Jason: Hey, real drums!

Jeff: Pedal steel! This is what triple scale got you in Nashville in 1984. Or whenever this mellow mothball came out.

Jason: You know, they have that one fucking “Islands In The Stream” hit and they’re doing a whole album.

Jeff: I’m pretty sure they’ve done multiple Christmas albums.

Jason: Listen to Kenny’s vocal. He’s phoning it in!

Jeff: How much do you want to bet they both phoned these in?

Jason: Oh god, somebody shoot Dolly.

Jeff: Literally.

Jason: She just did that voice thing she thinks is cute, but isn’t. “I believe when someone hurts us, we should forgive and forget.” I will neither forgive NOR forget this dreck. Plus, it has nothing to actually do with Santa Claus.

Jeff: I believe in immaculately groomed beards.

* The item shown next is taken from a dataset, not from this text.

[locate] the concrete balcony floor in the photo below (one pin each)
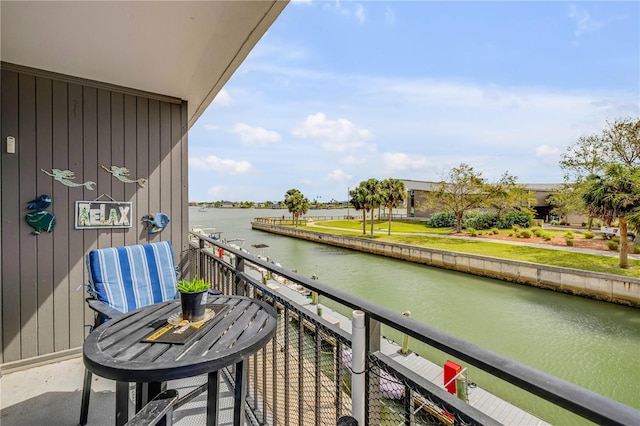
(50, 395)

Jason: I believe in spray-on tans.

Jeff: I believe in colossal jugs.

Jason: I believe in trans-fat coated fried chicken.

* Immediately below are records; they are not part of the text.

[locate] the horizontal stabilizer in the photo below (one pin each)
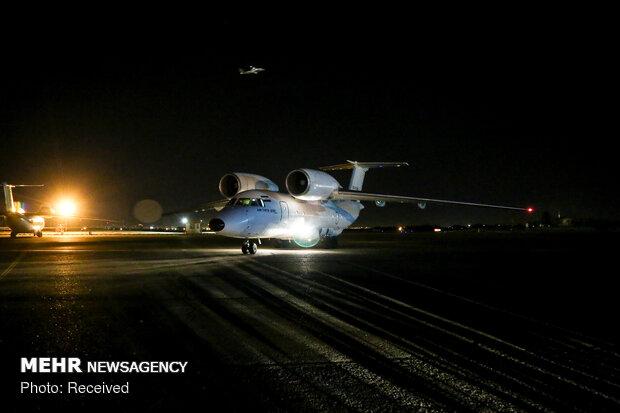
(216, 205)
(353, 164)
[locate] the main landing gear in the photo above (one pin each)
(249, 246)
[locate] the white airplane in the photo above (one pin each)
(22, 222)
(251, 71)
(315, 210)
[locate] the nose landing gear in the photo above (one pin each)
(249, 247)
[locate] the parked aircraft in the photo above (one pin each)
(21, 221)
(315, 210)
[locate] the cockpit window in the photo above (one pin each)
(247, 202)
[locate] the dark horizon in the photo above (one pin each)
(518, 126)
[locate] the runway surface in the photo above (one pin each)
(454, 321)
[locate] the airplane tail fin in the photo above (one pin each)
(359, 170)
(9, 206)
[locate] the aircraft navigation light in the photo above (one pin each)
(66, 207)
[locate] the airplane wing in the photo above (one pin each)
(364, 196)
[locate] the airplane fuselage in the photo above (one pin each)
(21, 223)
(269, 214)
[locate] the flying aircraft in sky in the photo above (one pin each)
(22, 222)
(315, 210)
(251, 71)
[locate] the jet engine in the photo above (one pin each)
(233, 183)
(310, 184)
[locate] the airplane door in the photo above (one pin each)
(284, 209)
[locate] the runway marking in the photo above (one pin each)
(13, 264)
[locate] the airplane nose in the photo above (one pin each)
(216, 224)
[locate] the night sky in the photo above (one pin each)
(515, 118)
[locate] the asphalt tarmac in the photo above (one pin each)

Jeff: I believe I’ve heard better Christmas songs.

Jason: I believe in women who resemble The Joker.

Jeff: I believe these drums are embarrassing.

Jason: The guitarist is in seventh heaven. Apparently nobody told him to rein it in.

Jeff: Oh God!

Jason: OH FUCK.

Jeff: Children’s choir!!!

Jason: KIDS! FUCKING KIDS!

Jeff: Ha ha ha ha ha ha ha ha ha! This is this best! And by “best,” I mean “hellishly awful”!

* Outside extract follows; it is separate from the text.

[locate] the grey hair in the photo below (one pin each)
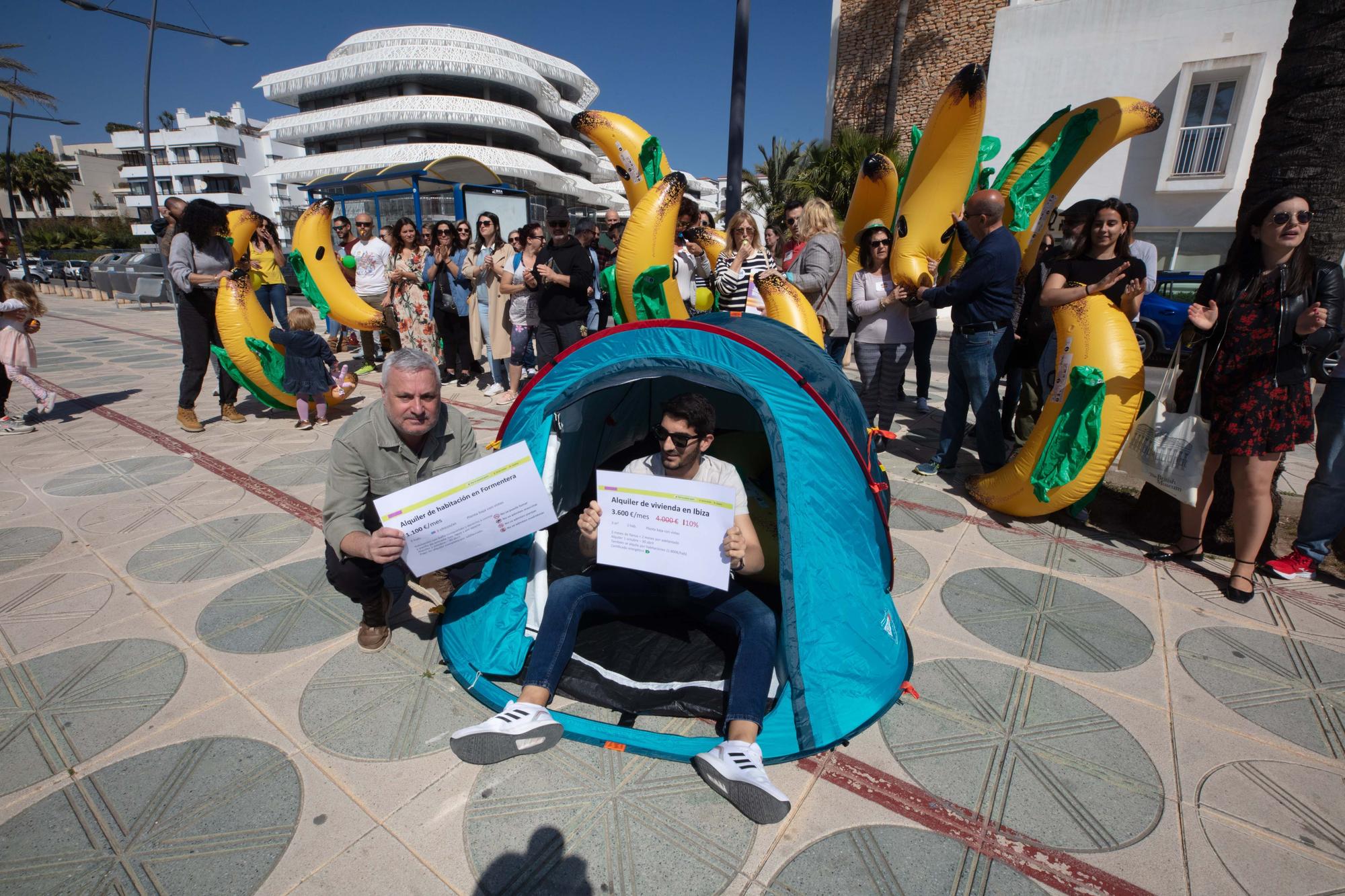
(408, 361)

Jason: There was a little Dolly giggle in there. “Let the whole world sing!” Except the Muslims! Not so fast, Jews!’

Jeff: Ha ha ha! “No one invited you, sneaky Mormons!”

Jason: What, exactly, did that song have to do with Christmas, other than that ONE line?

Jeff: WOW. That was INCREDIBLE.

Jason: Yeah, that was rough. I bet the whole album is like that.

Jeff: I’d rather not find out, thank you very much. I will send this to everyone I hate.

Jason: In that case, I’m honored you sent it to me first.